Entscheidungsstichwort (Thema)
Sachverständigenhaftung. Einholung eines Privatgutachtens zum Nachweis der Fehlerhaftigkeit des Gerichtsgutachtens als Rechtsmittel bei der Schadensabwendungspflicht
Leitsatz (amtlich)
Als Rechtsmittel im Sinne von § 839a Abs. 2 BGB i.
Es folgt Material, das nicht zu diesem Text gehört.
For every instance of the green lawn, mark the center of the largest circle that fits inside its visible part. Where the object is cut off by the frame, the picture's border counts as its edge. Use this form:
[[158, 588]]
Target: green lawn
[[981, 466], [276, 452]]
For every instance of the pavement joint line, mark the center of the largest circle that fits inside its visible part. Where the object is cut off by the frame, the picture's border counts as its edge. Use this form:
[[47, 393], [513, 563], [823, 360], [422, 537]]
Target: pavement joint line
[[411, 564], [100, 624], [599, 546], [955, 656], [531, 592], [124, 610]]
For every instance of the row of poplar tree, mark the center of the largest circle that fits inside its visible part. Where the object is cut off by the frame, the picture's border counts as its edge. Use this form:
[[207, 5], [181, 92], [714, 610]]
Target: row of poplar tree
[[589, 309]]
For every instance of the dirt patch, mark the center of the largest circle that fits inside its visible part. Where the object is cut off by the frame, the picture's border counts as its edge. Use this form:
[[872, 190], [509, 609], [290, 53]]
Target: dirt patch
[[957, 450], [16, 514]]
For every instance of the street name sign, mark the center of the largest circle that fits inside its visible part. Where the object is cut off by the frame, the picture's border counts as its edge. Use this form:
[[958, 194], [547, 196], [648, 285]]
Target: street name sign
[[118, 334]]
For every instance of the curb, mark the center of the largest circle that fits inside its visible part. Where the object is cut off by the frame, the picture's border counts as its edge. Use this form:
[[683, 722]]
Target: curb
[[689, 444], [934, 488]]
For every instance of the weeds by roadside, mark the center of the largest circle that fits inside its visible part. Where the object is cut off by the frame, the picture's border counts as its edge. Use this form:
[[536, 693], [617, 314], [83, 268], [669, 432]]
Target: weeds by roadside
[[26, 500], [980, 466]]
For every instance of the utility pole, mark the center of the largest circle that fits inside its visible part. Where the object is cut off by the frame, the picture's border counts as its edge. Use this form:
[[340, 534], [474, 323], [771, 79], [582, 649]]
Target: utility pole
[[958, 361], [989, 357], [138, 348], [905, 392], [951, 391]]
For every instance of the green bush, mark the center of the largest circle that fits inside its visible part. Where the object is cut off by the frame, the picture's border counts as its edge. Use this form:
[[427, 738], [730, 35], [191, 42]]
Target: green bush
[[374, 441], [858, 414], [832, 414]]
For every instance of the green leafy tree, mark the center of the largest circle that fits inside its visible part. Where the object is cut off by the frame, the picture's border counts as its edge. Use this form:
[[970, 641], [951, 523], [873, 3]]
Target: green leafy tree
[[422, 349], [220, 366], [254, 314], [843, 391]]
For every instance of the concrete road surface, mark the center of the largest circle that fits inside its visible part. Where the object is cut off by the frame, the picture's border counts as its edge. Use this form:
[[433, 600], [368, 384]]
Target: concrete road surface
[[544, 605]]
V. m. § 839 Abs. 3 BGB ist auch die Einholung eines Privatgutachtens zu dem Zwecke anzusehen, die angebliche Fehlerhaftigkeit des Gerichtsgutachtens gegenüber dem erkennenden Gericht aufzuzeigen.
Normenkette
BGB § 839 Abs. 3, § 839a Abs. 2
Verfahrensgang
LG Lüneburg (Entscheidung vom 16.03.2011) |
Tenor
Die Berufung des Klägers gegen das Urteil der 5. Zivilkammer - Einzelrichterin - des Landgerichts Lüneburg vom 16. März 2011 wird zurückgewiesen.
Der Kläger trägt die Kosten des Berufungsverfahrens.
Das Urteil ist vorläufig vollstreckbar.
Der Kläger kann die Vollstreckung durch Sicherheitsleistung in Höhe von 110 % des auf Grund des Urteils vollstreckbaren Betrages abwenden, wenn nicht der Kläger zuvor Sicherheit in Höhe von 110 % des jeweils zu vollstreckenden Betrages leistet.
Die Revision wird nicht zugelassen.
Gründe
I. Der Kläger begehrt von dem Beklagten Schadensersatz wegen der Erstattung eines seines Erachtens unrichtigen Gutachtens in einem Rechtsstreit in zweiter Instanz vor dem Oberlandesgericht Celle.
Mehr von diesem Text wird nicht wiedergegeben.